Biogen’s Tau-Targeting Drug Shows Promise in Shifting Alzheimer’s Treatment Frontier
Experimental drug diranersen shows 26% reduction in cognitive decline in early-stage study, signaling a shift toward tau-based therapies.

For decades, the pharmaceutical industry’s battle against Alzheimer’s disease has been largely defined by a singular focus on clearing amyloid plaques. However, new data presented Tuesday suggests the next breakthrough may come from targeting the other half of the disease’s “toxic duo”: a protein called tau.
Researchers at the Alzheimer’s Association International Conference in London reported that an experimental drug from Biogen, known as diranersen, successfully lowered levels of tau protein in the brain. More significantly, the study provided early evidence that the drug could slow cognitive decline in patients with early-stage symptoms, potentially offering a new mechanism of action that differs fundamentally from current blockbuster treatments.
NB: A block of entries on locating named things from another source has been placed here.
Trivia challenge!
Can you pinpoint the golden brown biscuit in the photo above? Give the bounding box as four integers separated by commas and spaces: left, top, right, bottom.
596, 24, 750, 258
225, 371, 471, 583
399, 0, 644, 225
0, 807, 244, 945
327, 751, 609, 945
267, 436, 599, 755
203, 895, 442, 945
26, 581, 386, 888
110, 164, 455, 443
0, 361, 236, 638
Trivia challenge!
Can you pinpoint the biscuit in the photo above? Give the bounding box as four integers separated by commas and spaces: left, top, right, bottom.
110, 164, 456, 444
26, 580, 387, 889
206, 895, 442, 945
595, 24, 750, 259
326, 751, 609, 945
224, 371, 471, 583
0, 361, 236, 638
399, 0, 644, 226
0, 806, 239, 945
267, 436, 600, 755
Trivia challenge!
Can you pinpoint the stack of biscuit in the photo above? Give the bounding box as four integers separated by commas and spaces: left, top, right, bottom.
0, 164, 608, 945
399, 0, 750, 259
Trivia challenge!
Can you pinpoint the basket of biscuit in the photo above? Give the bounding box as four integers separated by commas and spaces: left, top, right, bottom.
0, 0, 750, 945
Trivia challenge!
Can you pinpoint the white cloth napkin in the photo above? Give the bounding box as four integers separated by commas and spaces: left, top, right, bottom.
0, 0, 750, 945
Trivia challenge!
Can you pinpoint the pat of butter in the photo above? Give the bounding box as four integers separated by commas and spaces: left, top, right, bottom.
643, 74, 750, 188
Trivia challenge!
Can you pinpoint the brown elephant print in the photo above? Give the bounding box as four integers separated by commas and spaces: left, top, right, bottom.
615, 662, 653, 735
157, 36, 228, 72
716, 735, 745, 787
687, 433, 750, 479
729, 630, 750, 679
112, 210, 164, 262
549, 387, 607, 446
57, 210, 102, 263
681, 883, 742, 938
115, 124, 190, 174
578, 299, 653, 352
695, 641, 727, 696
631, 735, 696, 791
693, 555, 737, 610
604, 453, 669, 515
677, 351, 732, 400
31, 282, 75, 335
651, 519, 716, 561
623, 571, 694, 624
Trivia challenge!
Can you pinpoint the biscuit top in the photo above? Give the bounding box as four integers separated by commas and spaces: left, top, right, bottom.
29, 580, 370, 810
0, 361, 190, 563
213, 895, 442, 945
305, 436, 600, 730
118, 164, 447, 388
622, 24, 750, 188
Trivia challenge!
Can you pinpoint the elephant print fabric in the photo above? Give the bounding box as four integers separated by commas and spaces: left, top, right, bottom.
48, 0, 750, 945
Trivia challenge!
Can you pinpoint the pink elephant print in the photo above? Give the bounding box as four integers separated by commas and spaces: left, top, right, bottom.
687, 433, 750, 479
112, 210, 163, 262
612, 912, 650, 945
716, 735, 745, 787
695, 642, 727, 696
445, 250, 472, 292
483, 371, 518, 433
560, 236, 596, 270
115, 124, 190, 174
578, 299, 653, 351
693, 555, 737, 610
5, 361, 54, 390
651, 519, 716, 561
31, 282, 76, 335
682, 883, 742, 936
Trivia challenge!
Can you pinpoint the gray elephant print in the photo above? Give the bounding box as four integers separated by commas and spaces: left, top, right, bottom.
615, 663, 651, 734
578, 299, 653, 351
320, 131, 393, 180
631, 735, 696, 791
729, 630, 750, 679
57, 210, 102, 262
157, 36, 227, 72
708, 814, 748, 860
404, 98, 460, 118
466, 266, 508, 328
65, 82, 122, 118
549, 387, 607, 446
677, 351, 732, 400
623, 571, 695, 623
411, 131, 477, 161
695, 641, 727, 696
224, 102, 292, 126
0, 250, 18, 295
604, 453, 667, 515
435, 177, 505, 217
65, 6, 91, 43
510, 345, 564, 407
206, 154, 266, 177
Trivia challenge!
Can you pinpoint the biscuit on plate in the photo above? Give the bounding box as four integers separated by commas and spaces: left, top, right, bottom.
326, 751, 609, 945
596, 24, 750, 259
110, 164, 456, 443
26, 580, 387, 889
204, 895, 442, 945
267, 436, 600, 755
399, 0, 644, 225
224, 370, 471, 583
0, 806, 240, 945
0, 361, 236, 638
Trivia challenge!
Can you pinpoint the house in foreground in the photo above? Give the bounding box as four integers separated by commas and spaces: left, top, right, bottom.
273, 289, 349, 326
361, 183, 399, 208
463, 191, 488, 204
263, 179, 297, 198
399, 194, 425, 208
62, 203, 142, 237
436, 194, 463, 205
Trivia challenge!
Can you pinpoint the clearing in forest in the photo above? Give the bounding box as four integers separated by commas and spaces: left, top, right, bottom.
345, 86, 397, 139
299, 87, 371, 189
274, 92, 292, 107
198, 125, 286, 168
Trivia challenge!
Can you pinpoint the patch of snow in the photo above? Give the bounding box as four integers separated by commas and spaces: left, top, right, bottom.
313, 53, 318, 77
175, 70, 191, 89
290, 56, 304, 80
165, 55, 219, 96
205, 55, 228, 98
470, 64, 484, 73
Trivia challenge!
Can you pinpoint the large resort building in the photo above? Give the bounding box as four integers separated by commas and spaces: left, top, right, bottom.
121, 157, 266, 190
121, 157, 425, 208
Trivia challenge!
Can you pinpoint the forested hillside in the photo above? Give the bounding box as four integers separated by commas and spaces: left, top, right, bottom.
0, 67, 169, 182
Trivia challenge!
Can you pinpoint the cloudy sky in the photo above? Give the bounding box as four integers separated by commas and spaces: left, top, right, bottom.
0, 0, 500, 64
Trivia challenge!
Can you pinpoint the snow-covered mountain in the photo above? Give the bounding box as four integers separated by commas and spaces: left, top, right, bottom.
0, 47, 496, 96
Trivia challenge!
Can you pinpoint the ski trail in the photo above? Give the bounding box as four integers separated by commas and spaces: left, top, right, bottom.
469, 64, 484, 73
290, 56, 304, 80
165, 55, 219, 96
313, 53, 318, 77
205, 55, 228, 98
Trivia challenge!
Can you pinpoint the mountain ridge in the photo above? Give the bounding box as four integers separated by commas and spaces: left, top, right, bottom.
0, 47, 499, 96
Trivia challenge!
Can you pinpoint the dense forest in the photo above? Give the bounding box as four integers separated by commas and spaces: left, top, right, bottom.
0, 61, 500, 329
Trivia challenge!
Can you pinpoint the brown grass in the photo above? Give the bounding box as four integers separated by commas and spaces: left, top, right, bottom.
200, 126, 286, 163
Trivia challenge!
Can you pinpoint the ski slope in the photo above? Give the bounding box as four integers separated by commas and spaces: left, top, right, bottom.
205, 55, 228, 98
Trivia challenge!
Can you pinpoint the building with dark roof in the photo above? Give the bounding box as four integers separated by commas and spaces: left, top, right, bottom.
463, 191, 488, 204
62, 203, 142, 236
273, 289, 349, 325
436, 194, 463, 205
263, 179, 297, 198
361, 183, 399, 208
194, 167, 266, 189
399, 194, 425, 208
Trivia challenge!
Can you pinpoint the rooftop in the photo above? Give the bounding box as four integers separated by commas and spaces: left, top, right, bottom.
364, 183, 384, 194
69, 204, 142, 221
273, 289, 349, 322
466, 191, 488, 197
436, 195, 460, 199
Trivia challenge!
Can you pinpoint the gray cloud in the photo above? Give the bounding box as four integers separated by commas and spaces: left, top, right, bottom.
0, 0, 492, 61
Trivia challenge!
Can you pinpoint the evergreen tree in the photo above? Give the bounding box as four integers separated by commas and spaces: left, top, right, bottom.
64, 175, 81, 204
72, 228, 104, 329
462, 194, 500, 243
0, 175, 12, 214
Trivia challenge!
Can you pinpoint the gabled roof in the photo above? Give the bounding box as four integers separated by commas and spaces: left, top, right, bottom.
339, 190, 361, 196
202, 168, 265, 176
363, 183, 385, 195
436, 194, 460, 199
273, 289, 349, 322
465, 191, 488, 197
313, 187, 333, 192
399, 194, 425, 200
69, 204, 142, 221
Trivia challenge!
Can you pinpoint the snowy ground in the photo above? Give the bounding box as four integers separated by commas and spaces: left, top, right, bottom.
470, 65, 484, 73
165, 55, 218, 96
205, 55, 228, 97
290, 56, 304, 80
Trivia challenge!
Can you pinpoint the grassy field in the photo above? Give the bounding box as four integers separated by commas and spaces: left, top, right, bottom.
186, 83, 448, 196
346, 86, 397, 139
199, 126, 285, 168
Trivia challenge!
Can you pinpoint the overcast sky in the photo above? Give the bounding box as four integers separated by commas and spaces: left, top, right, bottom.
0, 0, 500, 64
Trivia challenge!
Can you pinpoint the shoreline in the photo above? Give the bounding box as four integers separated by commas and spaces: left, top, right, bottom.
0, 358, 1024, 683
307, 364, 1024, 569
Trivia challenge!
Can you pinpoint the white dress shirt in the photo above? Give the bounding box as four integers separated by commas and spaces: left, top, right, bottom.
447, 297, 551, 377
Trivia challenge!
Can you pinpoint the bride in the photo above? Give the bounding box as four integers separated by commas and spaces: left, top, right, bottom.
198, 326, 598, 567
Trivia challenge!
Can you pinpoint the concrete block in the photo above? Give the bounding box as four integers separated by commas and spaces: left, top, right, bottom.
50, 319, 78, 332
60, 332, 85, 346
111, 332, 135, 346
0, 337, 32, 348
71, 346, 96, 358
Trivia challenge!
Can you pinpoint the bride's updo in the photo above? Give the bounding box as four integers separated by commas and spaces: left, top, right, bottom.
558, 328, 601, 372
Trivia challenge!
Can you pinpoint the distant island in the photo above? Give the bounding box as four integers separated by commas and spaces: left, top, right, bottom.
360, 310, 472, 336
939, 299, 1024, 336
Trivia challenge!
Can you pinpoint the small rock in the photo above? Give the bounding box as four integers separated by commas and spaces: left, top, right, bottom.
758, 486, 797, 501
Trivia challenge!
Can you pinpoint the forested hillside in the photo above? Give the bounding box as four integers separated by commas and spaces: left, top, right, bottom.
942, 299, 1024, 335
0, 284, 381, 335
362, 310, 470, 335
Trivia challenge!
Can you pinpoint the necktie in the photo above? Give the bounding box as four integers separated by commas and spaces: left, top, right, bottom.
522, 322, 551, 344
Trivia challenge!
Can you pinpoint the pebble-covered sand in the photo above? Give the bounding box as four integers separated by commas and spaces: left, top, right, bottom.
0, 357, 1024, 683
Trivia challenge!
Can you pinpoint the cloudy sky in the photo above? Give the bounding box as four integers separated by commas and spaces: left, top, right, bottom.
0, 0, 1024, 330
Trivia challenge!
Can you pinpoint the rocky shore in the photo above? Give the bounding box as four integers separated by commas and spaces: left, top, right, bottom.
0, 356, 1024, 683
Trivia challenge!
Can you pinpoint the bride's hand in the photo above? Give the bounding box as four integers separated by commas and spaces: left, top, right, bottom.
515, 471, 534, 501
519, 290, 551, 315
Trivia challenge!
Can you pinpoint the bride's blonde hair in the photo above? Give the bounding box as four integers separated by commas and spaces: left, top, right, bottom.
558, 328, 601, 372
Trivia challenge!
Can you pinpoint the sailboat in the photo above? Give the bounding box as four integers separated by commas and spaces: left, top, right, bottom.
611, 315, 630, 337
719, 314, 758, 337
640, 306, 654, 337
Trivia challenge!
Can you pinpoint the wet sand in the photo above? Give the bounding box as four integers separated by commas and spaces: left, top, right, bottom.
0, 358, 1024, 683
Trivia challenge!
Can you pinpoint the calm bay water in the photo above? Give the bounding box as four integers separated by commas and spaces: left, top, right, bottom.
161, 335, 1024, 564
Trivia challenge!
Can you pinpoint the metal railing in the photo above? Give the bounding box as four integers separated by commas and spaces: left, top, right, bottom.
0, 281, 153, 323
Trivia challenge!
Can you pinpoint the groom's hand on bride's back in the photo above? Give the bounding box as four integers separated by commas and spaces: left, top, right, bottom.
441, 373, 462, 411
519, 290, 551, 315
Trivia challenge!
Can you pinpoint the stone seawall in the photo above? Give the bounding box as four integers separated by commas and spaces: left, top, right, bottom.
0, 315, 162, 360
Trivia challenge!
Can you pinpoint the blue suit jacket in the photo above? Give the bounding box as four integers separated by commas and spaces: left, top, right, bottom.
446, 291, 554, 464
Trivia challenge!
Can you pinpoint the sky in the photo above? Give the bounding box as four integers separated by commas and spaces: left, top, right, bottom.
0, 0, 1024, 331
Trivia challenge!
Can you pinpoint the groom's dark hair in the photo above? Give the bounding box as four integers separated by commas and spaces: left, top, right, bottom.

While existing therapies like lecanemab (Leqembi) and donanemab (Kisunla) work by scrubbing the better-known amyloid protein from the brain, diranersen takes a more preventative approach. It is classified as an antisense oligonucleotide—a type of precision medicine that doesn’t just attack existing protein buildup but instead provides genetic instructions to the body to produce less of the protein in the first place.
“If you lower tau production, you are lowering the amount of the abnormal tau that needs to be cleared by the microglia, by the clearance mechanism in the brain,” explained Dr. Cath Mummery of University College London, who led the study. “And so you are enabling the normal clearance mechanism to have more capacity to clear the tau.”
The study, which followed approximately 400 participants with mild cognitive impairment or mild Alzheimer’s, revealed a nuanced set of results. Biogen and its partner, Ionis Pharmaceuticals, had previously noted a “counterintuitive surprise” in the data: the lowest dose of the drug, administered just once every six months, appeared to have the most potent effect. Because higher doses did not yield greater benefits, the study technically missed its primary goal of showing a traditional dose-response relationship.
Despite that statistical hurdle, the clinical signals were encouraging. Across five of six different cognitive assessments, patients receiving diranersen saw their memory and thinking skills worsen more slowly than those on a placebo. In the most successful test group, the drug was associated with a 26% reduction in cognitive decline—a figure that Mummery noted is “approximately the same” as the efficacy seen in the landmark trials for amyloid-clearing therapies.
The delivery method also marks a departure from current standards. While amyloid drugs are typically administered via intravenous infusions or subcutaneous injections into the bloodstream, diranersen is injected directly into the fluid surrounding the spinal cord. This provides a more direct pathway to the central nervous system, bypassing the restrictive blood-brain barrier that often limits the effectiveness of neurological drugs.
“This is really quite promising if it were to hold up” in larger, late-stage clinical trials, said Jessica Langbaum of the Banner Alzheimer’s Institute in Phoenix. Dr. Reisa Sperling of Mass General Brigham added that while it is still “early days,” the results are likely to “reinvigorate interest and investment in lots of tau mechanisms.”
The industry’s pivot toward tau comes as scientists increasingly believe that while amyloid plaques begin forming 20 years before symptoms appear, it is the subsequent development of tau “tangles” that actually triggers the death of neurons and the onset of dementia. This shift is fueling a wave of diverse research efforts. For instance, the University of California, San Francisco, recently launched the Alzheimer’s Tau Platform, a federally funded study testing various treatments, including a vaccine called AADvac1 designed to train the immune system to fight toxic tau.
Other firms are exploring even broader connections. NewAmsterdam Pharma is investigating whether its cholesterol-lowering drug, obicetrapib, might mitigate Alzheimer’s risk in carriers of the APOE4 gene, which is linked to both lipid processing and protein buildup in the brain. Meanwhile, Denali Therapeutics, led by CEO Ryan Watts, is developing “transport vehicle” technology to help drugs more efficiently cross the blood-brain barrier by “hitching a ride” on the body’s natural iron transport systems.
For Biogen, the diranersen data represents a critical step in diversifying its neurobiology portfolio. While the drug did cause some temporary side effects, such as injection site pain and short-term confusion, it notably did not show signs of the brain inflammation often associated with amyloid-targeting drugs. Biogen is now moving forward with plans for a larger, more definitive study to prove the drug’s clinical benefit for the more than 7 million Americans currently living with the disease.